De nos jours, au Québec, la différence se vit de plusieurs façons. Que ce soit entre les ethnies d’ailleurs, entre les pauvres et les plus riches, entre les homosexuels et les hétérosexuels, bref, pleins de conflits sont engendrés par la différence. Avec les œuvres étudiées dans mon volet analyse, on voit que les conflits sont très présents et même parfois très graves quand il s’agit d’ethnies qui ne s’entendent pas bien.
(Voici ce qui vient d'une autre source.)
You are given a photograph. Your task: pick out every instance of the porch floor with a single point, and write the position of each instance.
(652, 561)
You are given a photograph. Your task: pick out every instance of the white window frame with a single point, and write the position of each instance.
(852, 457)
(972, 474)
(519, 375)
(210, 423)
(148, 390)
C’est un peu le lien qu’il y a entre mon texte sur les questionnements que peut apporter la venue d’une nouvelle «belle-mère» dans la maison. Amélie ne s’entend pas si bien que ça avec Nathalie puisque cette dernière ne vient pas du même milieu qu’elle et qu’elle agit bizarrement (selon Amélie). La ressemblance principale entre mon histoire et Écrire pour exister serait qu’à la fin, on comprend que tout est réglé tandis que dans Entre les murs et Bashir Lazhar, l’histoire ne se termine pas bien, elle ne se règle pas et les personnages sont destabilisés.